Teridentifikasi, Ini Identitas Korban Meninggal Tragedi Terbakarnya KMP Mutiara Sentosa 2
- Mokhamad Dofir
Surabaya, VIVA Jatim-Tim Disaster Victim Identification (DVI) Kepolisian Daerah Jawa Timur berhasil mengidentifikasi lima korban meninggal dunia dalam tragedi kebakaran KMP Mutiara Sentosa 2 di perairan utara Sumenep, Madura. Hasil identifikasi juga memastikan seluruh korban tidak meninggal akibat luka bakar, melainkan diduga tenggelam setelah menghirup asap saat proses penyelamatan diri.

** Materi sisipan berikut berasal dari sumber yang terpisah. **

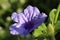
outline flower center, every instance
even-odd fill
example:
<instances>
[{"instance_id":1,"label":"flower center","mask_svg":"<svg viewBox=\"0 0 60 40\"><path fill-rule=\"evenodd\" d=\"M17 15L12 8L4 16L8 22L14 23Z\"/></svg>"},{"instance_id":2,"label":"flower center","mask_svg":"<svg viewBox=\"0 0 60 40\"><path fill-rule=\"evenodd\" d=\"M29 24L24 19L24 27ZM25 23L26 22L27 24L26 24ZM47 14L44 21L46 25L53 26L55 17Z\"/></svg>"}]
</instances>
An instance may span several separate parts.
<instances>
[{"instance_id":1,"label":"flower center","mask_svg":"<svg viewBox=\"0 0 60 40\"><path fill-rule=\"evenodd\" d=\"M27 22L24 27L26 30L29 31L34 27L34 23L33 22Z\"/></svg>"}]
</instances>

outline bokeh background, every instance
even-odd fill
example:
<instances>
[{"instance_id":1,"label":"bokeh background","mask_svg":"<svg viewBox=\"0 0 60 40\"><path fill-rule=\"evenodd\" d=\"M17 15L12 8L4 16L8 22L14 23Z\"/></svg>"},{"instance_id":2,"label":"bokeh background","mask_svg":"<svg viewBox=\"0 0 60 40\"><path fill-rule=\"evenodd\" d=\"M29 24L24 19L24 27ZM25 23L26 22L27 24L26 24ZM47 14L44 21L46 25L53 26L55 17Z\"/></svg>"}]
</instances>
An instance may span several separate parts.
<instances>
[{"instance_id":1,"label":"bokeh background","mask_svg":"<svg viewBox=\"0 0 60 40\"><path fill-rule=\"evenodd\" d=\"M14 22L11 20L11 14L13 12L23 12L23 10L28 6L36 6L40 12L44 12L48 15L45 24L49 23L49 13L52 9L58 7L60 0L0 0L0 40L18 40L18 37L11 35L9 33L9 26ZM59 18L60 20L60 14ZM59 27L60 28L60 27ZM32 34L32 33L30 33ZM40 40L41 37L37 39L32 35L27 37L20 37L21 40ZM55 34L56 40L60 40L60 29ZM43 40L43 39L41 39ZM47 39L44 39L47 40Z\"/></svg>"}]
</instances>

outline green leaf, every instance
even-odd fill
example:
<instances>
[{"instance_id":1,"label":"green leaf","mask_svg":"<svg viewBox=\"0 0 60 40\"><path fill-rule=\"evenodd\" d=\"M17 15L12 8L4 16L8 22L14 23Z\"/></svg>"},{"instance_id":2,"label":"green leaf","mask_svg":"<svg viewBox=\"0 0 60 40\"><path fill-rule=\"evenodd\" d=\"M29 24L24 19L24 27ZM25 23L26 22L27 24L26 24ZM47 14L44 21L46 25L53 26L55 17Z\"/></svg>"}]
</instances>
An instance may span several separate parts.
<instances>
[{"instance_id":1,"label":"green leaf","mask_svg":"<svg viewBox=\"0 0 60 40\"><path fill-rule=\"evenodd\" d=\"M60 12L60 4L58 5L58 8L56 10L55 23L57 22L57 19L58 19L58 16L59 16L59 12Z\"/></svg>"},{"instance_id":2,"label":"green leaf","mask_svg":"<svg viewBox=\"0 0 60 40\"><path fill-rule=\"evenodd\" d=\"M55 31L58 32L60 31L60 20L56 22L55 24Z\"/></svg>"},{"instance_id":3,"label":"green leaf","mask_svg":"<svg viewBox=\"0 0 60 40\"><path fill-rule=\"evenodd\" d=\"M56 9L52 9L49 13L50 21L54 23Z\"/></svg>"},{"instance_id":4,"label":"green leaf","mask_svg":"<svg viewBox=\"0 0 60 40\"><path fill-rule=\"evenodd\" d=\"M33 36L38 37L41 35L46 35L47 33L46 30L47 30L46 25L43 23L41 26L34 30Z\"/></svg>"}]
</instances>

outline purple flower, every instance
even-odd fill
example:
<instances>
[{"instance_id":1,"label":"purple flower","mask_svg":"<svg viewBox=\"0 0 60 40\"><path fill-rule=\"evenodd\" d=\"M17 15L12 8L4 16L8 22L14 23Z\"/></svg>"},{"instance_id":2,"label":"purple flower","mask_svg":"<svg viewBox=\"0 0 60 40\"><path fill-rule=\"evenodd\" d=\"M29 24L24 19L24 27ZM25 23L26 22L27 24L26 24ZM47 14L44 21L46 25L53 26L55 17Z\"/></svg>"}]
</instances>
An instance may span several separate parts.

Kepala Bidang Kedokteran dan Kesehatan (Kabiddokkes) Polda Jawa Timur Kombes Pol Wahono Edhi P mengatakan, lima jenazah yang diterima Rumah Sakit Bhayangkara Surabaya telah berhasil diidentifikasi menggunakan data primer berupa sidik jari serta data sekunder seperti pemeriksaan gigi, rekam medis, identifikasi visual, dan barang kepemilikan korban.
Korban pertama adalah Sri Indratmo Wijaya (47), laki-laki, warga Dukuh Plungguh, Desa Mulyoagung, Kecamatan Pucakwangi, Kabupaten Pati, Jawa Tengah.

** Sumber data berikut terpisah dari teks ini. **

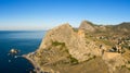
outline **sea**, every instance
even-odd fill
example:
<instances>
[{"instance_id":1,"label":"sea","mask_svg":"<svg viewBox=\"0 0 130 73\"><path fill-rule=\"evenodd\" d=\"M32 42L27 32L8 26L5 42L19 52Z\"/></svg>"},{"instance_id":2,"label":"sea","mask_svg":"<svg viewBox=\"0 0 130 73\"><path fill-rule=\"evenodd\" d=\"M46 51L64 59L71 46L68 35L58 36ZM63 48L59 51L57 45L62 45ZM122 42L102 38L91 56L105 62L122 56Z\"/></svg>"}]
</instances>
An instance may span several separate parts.
<instances>
[{"instance_id":1,"label":"sea","mask_svg":"<svg viewBox=\"0 0 130 73\"><path fill-rule=\"evenodd\" d=\"M30 73L32 64L21 57L40 46L46 31L0 31L0 73ZM10 54L17 49L17 54Z\"/></svg>"}]
</instances>

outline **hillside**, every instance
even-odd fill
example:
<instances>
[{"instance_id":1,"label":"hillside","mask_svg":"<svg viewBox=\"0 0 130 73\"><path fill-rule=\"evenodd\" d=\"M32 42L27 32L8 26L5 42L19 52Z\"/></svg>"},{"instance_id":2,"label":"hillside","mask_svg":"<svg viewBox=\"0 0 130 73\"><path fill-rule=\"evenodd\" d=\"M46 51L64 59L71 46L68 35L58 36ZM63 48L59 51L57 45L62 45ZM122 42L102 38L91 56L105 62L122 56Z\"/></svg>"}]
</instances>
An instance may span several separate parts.
<instances>
[{"instance_id":1,"label":"hillside","mask_svg":"<svg viewBox=\"0 0 130 73\"><path fill-rule=\"evenodd\" d=\"M129 73L130 23L95 25L81 22L50 29L39 49L28 53L49 73Z\"/></svg>"}]
</instances>

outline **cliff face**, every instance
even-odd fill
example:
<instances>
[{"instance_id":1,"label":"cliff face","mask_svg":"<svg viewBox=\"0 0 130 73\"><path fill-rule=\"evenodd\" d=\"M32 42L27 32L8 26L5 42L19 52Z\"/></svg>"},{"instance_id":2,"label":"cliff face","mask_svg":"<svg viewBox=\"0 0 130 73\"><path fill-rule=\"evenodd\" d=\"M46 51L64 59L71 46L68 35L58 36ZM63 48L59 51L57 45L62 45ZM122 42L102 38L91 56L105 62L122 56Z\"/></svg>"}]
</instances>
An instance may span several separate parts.
<instances>
[{"instance_id":1,"label":"cliff face","mask_svg":"<svg viewBox=\"0 0 130 73\"><path fill-rule=\"evenodd\" d=\"M98 26L87 22L82 22L77 32L69 24L52 28L30 57L42 71L51 73L129 72L129 52L110 52L116 42L109 35L104 36L105 33L95 34L96 29Z\"/></svg>"}]
</instances>

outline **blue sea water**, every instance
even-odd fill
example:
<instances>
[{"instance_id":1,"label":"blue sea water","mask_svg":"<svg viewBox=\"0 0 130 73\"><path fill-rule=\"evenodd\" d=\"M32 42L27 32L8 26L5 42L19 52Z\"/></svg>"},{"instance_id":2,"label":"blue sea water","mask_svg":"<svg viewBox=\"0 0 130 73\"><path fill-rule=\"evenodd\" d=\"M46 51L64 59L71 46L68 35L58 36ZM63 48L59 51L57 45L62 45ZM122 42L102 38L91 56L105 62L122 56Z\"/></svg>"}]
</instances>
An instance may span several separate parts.
<instances>
[{"instance_id":1,"label":"blue sea water","mask_svg":"<svg viewBox=\"0 0 130 73\"><path fill-rule=\"evenodd\" d=\"M21 50L17 56L35 51L44 34L44 31L0 31L0 73L29 73L34 70L28 60L9 56L9 51L12 48Z\"/></svg>"}]
</instances>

Korban kedua yakni Siti Fatimah (57), perempuan, warga Jalan Sultan Abdullah 2, Kecamatan Tallo, Kota Makassar, Sulawesi Selatan.
Korban ketiga adalah Sari Sukoco (39), laki-laki, warga Jalan Kawi, Kelurahan Kauman, Kabupaten Tulungagung, Jawa Timur.

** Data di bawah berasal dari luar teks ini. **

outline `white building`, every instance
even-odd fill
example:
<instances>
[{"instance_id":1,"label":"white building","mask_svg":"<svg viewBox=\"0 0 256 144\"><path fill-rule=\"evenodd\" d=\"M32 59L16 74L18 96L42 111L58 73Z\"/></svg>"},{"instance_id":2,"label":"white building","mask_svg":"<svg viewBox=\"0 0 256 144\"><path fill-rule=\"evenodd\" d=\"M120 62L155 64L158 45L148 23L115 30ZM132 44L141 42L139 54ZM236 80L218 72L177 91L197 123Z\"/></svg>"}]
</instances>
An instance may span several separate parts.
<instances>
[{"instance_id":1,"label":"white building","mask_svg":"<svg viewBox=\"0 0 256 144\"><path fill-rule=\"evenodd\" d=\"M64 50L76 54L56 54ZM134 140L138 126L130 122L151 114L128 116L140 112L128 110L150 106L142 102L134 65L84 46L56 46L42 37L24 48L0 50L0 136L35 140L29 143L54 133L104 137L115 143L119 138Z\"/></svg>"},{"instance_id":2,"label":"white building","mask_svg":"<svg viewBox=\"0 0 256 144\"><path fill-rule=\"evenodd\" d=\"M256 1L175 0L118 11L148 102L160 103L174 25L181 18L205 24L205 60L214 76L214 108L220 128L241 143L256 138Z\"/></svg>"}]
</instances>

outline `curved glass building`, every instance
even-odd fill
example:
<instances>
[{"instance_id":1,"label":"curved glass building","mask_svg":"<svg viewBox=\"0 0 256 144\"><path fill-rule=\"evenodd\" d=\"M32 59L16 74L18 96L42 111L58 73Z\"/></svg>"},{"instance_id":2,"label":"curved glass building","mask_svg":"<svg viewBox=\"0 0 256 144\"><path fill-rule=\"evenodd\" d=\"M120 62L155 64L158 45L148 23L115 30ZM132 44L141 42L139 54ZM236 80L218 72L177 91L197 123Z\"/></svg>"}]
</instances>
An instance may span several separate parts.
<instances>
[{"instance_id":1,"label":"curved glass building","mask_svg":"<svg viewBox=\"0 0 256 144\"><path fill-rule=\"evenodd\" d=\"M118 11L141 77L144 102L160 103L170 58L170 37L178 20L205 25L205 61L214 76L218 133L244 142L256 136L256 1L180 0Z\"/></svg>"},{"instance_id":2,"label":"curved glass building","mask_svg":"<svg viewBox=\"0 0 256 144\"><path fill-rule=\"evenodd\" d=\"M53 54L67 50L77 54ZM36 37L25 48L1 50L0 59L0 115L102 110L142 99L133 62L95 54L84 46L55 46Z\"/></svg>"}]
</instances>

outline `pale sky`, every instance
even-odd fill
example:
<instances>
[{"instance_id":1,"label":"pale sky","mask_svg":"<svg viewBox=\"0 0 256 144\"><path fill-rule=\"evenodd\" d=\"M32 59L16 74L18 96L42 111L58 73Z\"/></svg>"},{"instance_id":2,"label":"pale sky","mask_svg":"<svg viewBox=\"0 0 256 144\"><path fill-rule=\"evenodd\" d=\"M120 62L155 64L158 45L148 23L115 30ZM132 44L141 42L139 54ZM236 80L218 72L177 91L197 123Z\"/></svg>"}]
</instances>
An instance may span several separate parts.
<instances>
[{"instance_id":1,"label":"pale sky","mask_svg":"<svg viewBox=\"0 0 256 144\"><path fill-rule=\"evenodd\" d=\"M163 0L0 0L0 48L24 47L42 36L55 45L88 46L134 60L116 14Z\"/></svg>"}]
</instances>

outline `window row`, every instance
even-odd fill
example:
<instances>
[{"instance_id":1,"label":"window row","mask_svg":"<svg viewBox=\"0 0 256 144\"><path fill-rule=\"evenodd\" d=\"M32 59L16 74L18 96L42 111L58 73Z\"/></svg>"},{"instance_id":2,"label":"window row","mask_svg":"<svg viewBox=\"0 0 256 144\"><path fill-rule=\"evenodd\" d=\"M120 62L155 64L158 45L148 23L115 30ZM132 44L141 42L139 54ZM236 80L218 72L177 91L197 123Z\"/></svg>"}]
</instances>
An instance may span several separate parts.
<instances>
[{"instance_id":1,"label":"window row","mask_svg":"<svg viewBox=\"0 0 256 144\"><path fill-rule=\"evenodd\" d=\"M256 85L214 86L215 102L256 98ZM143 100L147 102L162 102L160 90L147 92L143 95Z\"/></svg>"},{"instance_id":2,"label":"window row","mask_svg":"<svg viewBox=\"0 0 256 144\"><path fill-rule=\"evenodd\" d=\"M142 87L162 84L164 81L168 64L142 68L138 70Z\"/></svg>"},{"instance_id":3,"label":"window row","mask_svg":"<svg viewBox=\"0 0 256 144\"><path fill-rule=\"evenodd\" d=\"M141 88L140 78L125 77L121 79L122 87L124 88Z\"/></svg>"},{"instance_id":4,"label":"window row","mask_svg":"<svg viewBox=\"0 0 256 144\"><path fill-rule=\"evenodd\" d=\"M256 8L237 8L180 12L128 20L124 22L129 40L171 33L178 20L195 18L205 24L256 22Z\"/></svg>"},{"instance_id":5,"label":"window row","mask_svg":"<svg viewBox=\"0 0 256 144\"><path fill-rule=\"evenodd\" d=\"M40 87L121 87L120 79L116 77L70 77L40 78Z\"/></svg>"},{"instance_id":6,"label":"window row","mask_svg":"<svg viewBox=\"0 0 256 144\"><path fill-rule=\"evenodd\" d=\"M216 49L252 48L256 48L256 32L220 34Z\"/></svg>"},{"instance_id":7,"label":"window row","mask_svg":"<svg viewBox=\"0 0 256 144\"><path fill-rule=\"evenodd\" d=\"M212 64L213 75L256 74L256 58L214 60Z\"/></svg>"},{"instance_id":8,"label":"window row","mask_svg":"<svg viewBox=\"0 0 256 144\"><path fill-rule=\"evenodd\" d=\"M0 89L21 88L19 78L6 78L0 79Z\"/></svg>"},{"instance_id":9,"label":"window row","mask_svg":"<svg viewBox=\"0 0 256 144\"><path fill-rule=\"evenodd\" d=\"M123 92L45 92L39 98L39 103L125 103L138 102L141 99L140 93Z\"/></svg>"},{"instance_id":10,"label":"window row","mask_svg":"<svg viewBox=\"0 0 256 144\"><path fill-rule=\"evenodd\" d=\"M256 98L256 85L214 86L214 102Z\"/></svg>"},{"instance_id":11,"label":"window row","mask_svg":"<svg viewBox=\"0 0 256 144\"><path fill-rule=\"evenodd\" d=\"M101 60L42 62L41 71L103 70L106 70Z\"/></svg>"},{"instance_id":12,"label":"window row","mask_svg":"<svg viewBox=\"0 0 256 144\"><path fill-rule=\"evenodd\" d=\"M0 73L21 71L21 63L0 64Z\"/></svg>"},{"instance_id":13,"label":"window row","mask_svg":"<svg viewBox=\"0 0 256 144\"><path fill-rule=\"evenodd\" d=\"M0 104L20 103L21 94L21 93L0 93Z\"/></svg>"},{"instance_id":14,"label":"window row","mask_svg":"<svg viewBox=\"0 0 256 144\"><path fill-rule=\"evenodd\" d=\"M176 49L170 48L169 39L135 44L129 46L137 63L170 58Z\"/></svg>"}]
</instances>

Korban keempat yakni Rino Eka Putra (48), laki-laki, warga Kampung Dalam Nomor 84, Jorong Tengah, Koto Sembilan, Kabupaten Agam, Sumatera Barat.
Sementara korban kelima adalah Yedi Hendrawan (63), laki-laki, warga Teruwring, Selat Dalam, Kabupaten Kapuas, Kalimantan Tengah.
Wahono menjelaskan hasil pemeriksaan forensik menunjukkan tidak satu pun korban meninggal akibat terbakar. Sebagian korban mengalami sesak napas karena menghirup asap tebal sebelum melompat ke laut sehingga kondisi kesadarannya menurun dan akhirnya tenggelam.
Sebagian korban lainnya diketahui berhasil menyelamatkan diri dengan melompat ke laut dalam keadaan hidup. Namun diduga tidak mampu berenang atau bertahan di tengah laut sehingga mengalami kelelahan berat hingga tenggelam. Kondisi tersebut juga diperparah oleh banyaknya air laut yang masuk ke saluran pernapasan.
Tim DVI yang menangani proses identifikasi merupakan gabungan personel BPBD, Direktorat Reserse Kriminal Umum Polda Jatim, Direktorat Polairud Polda Jatim, Rumah Sakit Bhayangkara Surabaya, Rumah Sakit Bhayangkara Pamekasan, tim forensik Universitas Airlangga, PT Jasa Raharja, TNI, PMI, dinas kesehatan, serta sejumlah instansi terkait lainnya.
Operasi identifikasi masih terus berlangsung hingga proses pencarian korban dinyatakan selesai oleh Basarnas bersama BPBD. Polda Jawa Timur juga membuka layanan informasi bagi keluarga yang kehilangan anggota keluarga dalam tragedi KMP Mutiara Sentosa II melalui hotline Tim DVI di nomor 0851-9044-7911.